Immunotech A.S. recalled 160 Estrone RIA kits on December 15, 2025, due to a risk of falsely high patient results. This class II recall affects kits distributed in multiple countries, including the US and several European nations.

Official notice
Immunotech A.S.Health & Personal CareMedical DevicesUDI: 15099590211615. Lot(Expiration): 251013C(2025-12-30)251110C(2026-01-27)

Source-backed recall notice

No product image was available from the source feed.

Official source
FDA DEVICE
Recall date
December 15, 2025
Status
ACTIVE
Severity
8/10

Quick Facts at a Glance

Recall Date
December 15, 2025
Hazard Level
HIGH
Brand
Immunotech A.S.
Category
Health & Personal Care
Sold At
Multiple Retailers
Geographic Scope
1 states
At-Risk Groups
GENERAL

What to Do Now

Use this page like a recall checklist: verify the product first, then act on the official remedy.

Immediate steps

  1. 1Stop using the product until you confirm whether it is included in the recall.
  2. 2Compare the product label, model number, UPC, color, size, and purchase location against the identifiers below.
  3. 3Follow the official remedy from FDA - Medical Devices; save photos, receipts, labels, and correspondence before contacting the company.
  4. 4If the product could harm a child, older adult, pet, or patient, move it out of reach immediately.

Check these identifiers

Brand
Immunotech A.S.
Product type
Estrone RIA Kit
Model numbers
UDI: 15099590211615. Lot(Expiration): 251013C(2025-12-30), 251110C(2026-01-27)
Sold at
Multiple Retailers
Where affected
ALL

Recall Timeline

Key dates and source checks for this recall record.

  1. Recall announced

    December 15, 2025

  2. Reported by FDA DEVICE

    February 25, 2026

  3. RecallRadar source check

    March 4, 2026

  4. Consumer action

    Use the official remedy and keep documentation.

Hazard Information

The affected Estrone RIA kit lots may rarely give falsely high patient results which might cause Temporary injury of Remote probability. Only in some (very rare) cases may the issue occur.

What You Should Do

Patients and healthcare providers should stop using this device immediately. Follow the recall instructions provided by the manufacturer. Contact Immunotech A.S. or your healthcare provider for instructions. Notification method: Letter

About This Product

The Estrone RIA kit is a medical device used to measure Estrone hormone levels in patients. Healthcare providers commonly use these kits for hormone testing in various medical assessments.

Why This Is Dangerous

The recall stems from a potential issue where the kits may produce falsely high Estrone results, which can lead to misdiagnosis or inappropriate treatment. This could cause temporary health issues in rare cases.

Industry Context

This recall is not part of a broader industry pattern.

Real-World Impact

Consumers should stop using the affected kits immediately to avoid potential misdiagnosis. The risk of harm is considered remote, but healthcare providers should be consulted for alternative testing methods.

Practical Guidance

How to identify if yours is affected

  1. Check the lot number on the kit packaging.
  2. Verify if the lot number is 251013C or 251110C.
  3. Confirm the expiration date is before January 27, 2026.

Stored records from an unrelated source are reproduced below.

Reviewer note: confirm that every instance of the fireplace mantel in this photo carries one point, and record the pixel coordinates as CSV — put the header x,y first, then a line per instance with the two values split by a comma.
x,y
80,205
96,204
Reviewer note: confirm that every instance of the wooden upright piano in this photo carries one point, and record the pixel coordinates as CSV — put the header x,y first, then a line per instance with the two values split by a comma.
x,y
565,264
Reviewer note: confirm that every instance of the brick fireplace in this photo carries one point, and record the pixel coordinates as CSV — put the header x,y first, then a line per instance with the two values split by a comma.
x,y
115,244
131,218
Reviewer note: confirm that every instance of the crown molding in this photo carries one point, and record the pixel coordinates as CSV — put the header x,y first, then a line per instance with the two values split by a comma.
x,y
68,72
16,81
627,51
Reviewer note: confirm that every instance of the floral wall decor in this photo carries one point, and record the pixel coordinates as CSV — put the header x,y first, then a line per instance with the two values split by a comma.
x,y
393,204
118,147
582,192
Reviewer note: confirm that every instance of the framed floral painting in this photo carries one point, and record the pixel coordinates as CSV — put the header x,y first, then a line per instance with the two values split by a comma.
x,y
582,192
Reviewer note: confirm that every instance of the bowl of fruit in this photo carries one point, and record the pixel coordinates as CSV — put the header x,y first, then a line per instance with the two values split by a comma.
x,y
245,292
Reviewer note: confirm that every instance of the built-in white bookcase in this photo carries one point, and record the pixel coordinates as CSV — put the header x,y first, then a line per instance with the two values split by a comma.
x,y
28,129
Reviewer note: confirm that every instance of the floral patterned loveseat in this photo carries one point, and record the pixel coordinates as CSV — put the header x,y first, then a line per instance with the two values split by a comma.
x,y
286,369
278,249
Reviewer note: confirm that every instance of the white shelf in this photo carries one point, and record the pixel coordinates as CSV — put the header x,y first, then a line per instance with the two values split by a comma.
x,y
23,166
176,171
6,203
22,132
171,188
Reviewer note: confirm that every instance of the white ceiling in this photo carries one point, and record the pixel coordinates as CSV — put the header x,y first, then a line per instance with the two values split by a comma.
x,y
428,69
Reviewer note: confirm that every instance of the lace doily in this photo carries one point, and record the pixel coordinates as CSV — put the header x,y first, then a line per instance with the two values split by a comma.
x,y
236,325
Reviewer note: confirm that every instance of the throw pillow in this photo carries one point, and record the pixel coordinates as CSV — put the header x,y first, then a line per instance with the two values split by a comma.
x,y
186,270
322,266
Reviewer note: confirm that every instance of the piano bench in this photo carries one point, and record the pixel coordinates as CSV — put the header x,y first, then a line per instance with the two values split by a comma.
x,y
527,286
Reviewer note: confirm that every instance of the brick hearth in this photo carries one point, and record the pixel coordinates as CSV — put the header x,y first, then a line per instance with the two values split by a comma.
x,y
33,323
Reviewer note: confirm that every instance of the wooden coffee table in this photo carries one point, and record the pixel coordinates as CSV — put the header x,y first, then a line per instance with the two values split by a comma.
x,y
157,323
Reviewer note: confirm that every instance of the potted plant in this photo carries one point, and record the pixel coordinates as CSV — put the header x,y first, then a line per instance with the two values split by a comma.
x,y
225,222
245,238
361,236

Where to find product info

The lot number and expiration date can typically be found on the product packaging or instruction manual.

What timeline to expect

Expect a 4-6 week processing time for refunds or replacements after following the manufacturer's instructions.

If the manufacturer is unresponsive

  • Follow up with the manufacturer using alternative contact methods.
  • File a complaint with the FDA if there is no response.
  • Document all communication attempts.

How to prevent similar issues

  • Always verify the product information and expiration dates before use.
  • Consult healthcare professionals for alternative testing options.
  • Stay informed about recalls and safety alerts for medical devices.

Documentation advice

Keep all receipts, correspondence with the manufacturer, and any medical records that pertain to the use of the product.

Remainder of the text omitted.